En 1971 se inauguró el dique El Carrizal, en la gobernación de facto  del demócrata Francisco «Pancho» Gabrielli.  En el lugar se instalaron clubes de pesca y náuticos. Se creó una amplia  expectativa, pero, y aunque los cambios fueron importantes, el gran desarrollo turístico y económico no  llegó como lo soñaban. Ahora bajo la cota del lago formado por las aguas del Río Tunuyán y dejo al desnudo todas las construciones de una vieja bodega, como así también los viñedos, los olivos que estaban a la vera de los callejones de la finca, está todo intacto y seco, se observan las viejas piletas de la bodeguita que había sido cubierta por las aguas de los glaciares que escurren por el Tunuyán, mucha historia que fue cubierto por el lago en un momento, pero en la emergencia hídrica que vive la provincia dejó todo a la vista.

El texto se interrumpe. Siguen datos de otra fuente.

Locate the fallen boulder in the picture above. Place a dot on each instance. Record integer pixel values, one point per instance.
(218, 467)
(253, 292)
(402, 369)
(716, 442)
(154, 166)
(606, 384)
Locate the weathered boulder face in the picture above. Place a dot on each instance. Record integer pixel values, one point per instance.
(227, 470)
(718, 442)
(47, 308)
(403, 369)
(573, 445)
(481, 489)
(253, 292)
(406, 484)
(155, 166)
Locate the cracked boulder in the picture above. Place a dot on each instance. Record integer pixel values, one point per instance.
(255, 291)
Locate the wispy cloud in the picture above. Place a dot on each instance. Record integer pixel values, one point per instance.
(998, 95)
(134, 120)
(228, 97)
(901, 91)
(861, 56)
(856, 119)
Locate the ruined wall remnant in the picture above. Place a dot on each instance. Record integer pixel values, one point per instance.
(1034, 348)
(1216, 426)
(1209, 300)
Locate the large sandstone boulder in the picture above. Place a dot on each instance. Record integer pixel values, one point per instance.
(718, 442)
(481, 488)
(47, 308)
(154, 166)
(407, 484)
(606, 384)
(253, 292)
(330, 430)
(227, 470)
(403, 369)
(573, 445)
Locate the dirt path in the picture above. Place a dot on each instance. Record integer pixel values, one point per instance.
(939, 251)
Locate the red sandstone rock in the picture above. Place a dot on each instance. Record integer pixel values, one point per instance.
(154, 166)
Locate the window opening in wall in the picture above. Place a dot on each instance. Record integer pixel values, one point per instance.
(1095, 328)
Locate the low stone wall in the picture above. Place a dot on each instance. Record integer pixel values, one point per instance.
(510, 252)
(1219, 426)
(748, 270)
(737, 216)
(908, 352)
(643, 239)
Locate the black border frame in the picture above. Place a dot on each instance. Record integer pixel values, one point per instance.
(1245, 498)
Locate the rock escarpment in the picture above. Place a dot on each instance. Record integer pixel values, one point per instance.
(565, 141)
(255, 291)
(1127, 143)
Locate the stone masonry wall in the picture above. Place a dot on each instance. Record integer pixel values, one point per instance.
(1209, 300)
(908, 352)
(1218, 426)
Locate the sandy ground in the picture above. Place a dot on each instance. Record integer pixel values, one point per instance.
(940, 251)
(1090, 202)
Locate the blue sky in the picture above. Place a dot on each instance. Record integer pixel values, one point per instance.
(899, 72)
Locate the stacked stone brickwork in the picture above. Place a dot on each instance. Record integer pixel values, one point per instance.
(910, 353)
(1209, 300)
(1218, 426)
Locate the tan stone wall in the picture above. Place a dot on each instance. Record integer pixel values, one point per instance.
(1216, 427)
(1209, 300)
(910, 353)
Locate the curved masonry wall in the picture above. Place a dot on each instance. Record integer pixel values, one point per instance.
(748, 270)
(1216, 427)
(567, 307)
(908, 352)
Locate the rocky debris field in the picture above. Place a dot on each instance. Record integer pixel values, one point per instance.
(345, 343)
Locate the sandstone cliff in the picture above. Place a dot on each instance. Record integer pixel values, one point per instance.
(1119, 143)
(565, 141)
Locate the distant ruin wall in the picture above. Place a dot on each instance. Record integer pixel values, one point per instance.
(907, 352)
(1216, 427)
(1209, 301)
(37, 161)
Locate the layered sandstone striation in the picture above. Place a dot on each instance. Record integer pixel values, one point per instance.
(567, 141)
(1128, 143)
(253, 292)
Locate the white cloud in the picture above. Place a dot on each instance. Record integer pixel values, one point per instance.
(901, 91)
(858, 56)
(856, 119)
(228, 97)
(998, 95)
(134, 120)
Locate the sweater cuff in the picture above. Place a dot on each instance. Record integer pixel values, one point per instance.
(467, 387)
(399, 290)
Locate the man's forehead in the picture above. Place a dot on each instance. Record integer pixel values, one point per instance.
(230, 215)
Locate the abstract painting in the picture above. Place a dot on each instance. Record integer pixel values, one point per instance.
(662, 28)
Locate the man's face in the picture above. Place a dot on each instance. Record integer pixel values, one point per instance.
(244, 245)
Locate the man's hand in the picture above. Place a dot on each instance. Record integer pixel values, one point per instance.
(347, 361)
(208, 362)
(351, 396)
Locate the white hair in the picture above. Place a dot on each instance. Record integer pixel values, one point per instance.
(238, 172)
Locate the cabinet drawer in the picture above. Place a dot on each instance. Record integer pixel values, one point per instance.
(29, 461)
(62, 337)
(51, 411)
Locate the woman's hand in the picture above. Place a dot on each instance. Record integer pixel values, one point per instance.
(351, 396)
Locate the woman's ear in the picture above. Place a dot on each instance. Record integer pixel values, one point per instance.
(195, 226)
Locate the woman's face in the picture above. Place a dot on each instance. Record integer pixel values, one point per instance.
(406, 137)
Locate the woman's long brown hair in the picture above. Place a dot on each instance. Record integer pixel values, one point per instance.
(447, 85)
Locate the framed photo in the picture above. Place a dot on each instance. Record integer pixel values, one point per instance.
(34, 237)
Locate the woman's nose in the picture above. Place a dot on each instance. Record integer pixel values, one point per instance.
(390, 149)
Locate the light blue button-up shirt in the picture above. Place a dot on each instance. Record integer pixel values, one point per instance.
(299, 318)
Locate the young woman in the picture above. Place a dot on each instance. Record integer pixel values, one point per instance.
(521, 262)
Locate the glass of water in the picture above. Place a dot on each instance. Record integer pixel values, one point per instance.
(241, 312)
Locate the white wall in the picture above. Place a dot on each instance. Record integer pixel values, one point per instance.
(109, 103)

Se realizaron loteos intentando realizar una importante villa turística que en el 2000 realizaron  un festejo popular afín a las aguas del espejo que tenían como símbolo y patrimonio, creando el Festival del Pejerrey. Se formó la Asociación Turística Dique El Carrizal; se construyó y emplazó el monumento al Pejerrey, símbolo del pueblo, y se creó un mirador, desde donde hay una vista espectacular hacia el este, con la presa y las serranías de Rivadavia.

A la zona le falta un desarrollo integral con la construcción del camino del perilago, con inversión turística, la construcción de algún hotel y lugares de gastronomía, mejorar las calles interiores, la atención de arboledas en peligro y transformarlo en un polo turístico de excelencia.